At least that rationale is working well for Wardy, a Kansas City-area firm whose tech is connecting the film and fashion industries and finding traction around the country.
Wardy president Chris Palmer said that his Lee’s Summit-based company’s mobile- and web-based app is designed to save time for costume designers, a target market in which he estimates there are less than 5,000 total decision makers.
Typically, designers rely on large binders, scattered emails and spreadsheets to manage their costumes, budgets, receipts and other information. Wardy pulls that info together, as well as generates analytics reports, analyzes a production’s script and augments communication among team members to improve efficiency.
Despite a relatively modest market, Palmer said Wardy is growing quickly thanks to its identification of a problem that apparently few realized existed.
“When I first started getting into this, one of the things I thought was ‘I can’t be the first one to come up with this, right? There has to be something about the industry I don’t understand.’ But that wasn’t necessarily the case,” Palmer said. “Because of the changes that are going on with HBO, Netflix and Amazon creating original content, it’s kind of like the Wild West. We see a significant opportunity to get in on the ground floor and get our software into that space early.”
Founded in 2012, Wardy already has scored clients in Hollywood, New York and at other production studios around the nation. A former IT architect at IBM, Palmer said one of Wardy’s earliest adopters was Kansas City native Jenny Eagan, a costumer designer for such productions as True Detective, No Country for Old Men and Catch Me If You Can.
Landing such high-profile players in the costume design world is further propelling Wardy’s appetite to dominate the market.
“One of the things that has me so motivated right now is that we’re talking to some big names in the costume design industry,” he said. “They’re saying we have a product that is worth taking a look at and introducing into their processes and daily jobs. To us, that’s very motivating.”

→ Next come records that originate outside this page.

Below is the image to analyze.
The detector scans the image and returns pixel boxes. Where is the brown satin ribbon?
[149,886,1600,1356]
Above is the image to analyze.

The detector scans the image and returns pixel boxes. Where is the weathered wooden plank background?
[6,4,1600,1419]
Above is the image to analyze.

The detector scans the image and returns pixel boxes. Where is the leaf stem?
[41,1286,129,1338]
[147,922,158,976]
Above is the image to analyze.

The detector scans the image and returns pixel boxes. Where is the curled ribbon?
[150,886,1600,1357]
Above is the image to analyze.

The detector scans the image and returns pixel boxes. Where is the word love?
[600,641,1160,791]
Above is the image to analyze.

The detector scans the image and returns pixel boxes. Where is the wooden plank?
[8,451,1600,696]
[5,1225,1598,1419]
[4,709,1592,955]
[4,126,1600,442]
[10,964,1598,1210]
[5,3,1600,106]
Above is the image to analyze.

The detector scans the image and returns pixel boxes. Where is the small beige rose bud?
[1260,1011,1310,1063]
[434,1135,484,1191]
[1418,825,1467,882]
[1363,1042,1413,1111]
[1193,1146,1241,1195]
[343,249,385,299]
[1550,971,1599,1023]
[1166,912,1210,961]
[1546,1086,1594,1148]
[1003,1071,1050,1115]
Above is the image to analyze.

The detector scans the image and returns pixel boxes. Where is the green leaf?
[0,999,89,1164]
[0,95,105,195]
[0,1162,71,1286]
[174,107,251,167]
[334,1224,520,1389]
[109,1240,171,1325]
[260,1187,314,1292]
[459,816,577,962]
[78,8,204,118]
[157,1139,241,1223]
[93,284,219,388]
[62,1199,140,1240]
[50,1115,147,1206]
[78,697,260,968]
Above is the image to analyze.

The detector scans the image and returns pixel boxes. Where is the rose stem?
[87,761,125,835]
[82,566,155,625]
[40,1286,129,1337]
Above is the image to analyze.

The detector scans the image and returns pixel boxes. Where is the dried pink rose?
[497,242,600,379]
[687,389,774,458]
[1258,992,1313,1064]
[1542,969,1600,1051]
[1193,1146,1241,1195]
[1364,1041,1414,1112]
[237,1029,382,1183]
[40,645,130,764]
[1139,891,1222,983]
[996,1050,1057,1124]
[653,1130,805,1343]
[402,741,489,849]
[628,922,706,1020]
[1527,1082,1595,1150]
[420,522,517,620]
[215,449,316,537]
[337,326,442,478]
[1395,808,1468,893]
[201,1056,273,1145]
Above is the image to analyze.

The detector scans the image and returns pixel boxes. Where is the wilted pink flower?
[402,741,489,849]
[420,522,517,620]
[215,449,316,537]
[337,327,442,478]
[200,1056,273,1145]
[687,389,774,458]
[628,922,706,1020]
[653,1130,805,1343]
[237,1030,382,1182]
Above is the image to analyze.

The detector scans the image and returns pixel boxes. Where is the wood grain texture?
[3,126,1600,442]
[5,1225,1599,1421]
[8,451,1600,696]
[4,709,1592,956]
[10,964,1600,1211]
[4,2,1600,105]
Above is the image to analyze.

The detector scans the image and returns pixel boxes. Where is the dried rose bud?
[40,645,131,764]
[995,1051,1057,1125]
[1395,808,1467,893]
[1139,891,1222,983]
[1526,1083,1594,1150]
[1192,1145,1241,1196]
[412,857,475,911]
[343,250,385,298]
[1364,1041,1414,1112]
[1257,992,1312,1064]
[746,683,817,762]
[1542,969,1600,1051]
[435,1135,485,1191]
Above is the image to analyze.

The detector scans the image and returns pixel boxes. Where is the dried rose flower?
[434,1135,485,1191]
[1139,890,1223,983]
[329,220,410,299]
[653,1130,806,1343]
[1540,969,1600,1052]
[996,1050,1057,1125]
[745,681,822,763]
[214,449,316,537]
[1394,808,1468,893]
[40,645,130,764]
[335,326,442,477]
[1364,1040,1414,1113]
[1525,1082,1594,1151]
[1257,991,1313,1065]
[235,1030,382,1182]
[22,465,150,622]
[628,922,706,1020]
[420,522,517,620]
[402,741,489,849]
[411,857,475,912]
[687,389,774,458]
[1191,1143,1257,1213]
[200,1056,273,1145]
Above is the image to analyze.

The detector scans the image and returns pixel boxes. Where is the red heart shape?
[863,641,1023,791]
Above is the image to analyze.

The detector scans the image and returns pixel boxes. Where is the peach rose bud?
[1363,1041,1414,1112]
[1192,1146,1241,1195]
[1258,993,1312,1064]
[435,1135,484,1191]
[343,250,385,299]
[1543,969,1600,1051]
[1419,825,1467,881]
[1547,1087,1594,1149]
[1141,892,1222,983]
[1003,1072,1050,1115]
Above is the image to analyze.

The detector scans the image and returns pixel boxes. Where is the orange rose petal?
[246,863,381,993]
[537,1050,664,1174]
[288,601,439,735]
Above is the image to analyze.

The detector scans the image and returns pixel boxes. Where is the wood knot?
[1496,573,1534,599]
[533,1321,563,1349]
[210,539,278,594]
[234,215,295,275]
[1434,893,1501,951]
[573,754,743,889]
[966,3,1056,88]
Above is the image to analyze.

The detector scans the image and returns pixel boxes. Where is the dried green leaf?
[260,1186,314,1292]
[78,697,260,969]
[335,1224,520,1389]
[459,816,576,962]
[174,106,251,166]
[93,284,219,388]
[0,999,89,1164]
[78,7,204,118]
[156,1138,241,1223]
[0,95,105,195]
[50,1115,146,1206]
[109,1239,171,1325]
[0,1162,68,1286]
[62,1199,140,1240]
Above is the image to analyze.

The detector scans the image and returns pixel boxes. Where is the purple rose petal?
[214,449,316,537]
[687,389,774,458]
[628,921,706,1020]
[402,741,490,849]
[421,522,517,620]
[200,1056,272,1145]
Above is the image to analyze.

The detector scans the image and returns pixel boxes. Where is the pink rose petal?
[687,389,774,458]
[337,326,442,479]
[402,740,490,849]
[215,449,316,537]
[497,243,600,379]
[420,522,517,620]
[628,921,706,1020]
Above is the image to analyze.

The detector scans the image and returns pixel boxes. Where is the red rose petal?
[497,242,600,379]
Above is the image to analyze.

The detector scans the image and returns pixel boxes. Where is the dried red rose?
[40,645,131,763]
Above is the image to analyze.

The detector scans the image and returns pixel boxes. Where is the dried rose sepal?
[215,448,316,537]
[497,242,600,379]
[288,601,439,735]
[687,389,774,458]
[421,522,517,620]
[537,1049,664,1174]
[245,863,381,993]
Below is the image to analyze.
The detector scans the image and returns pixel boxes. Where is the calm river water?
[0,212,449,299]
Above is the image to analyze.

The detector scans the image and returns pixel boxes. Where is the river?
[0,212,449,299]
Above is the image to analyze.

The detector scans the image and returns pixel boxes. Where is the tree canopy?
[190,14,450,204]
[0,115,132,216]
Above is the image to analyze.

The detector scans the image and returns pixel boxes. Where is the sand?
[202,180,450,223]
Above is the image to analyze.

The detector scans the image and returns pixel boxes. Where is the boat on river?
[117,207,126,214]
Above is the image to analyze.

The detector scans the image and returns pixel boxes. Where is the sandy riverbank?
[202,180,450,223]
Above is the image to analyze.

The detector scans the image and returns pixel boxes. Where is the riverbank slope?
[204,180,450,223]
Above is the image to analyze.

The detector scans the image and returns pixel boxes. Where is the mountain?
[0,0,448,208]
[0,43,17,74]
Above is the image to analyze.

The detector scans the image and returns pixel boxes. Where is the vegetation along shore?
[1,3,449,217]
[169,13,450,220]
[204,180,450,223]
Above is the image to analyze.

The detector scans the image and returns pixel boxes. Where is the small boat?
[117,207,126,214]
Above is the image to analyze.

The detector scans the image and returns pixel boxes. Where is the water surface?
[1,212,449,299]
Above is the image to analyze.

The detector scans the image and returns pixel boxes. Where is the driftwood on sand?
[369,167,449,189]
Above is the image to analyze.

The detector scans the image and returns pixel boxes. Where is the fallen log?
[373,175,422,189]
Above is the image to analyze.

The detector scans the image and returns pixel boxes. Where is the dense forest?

Growing adoption rates is compelling Palmer to nearly double his current staff of 13 people. In the next six months, Wardy plans to add an addition 12 IT staff members to boost their team. The company is currently looking to add a round of capital to accommodate its projected growth, he said.
“It’s been really exciting,” Palmer said of his company’s growth. “As a company, we have our ups and downs but we’ve had a lot of success lately so we’re hoping to ride that into the future.”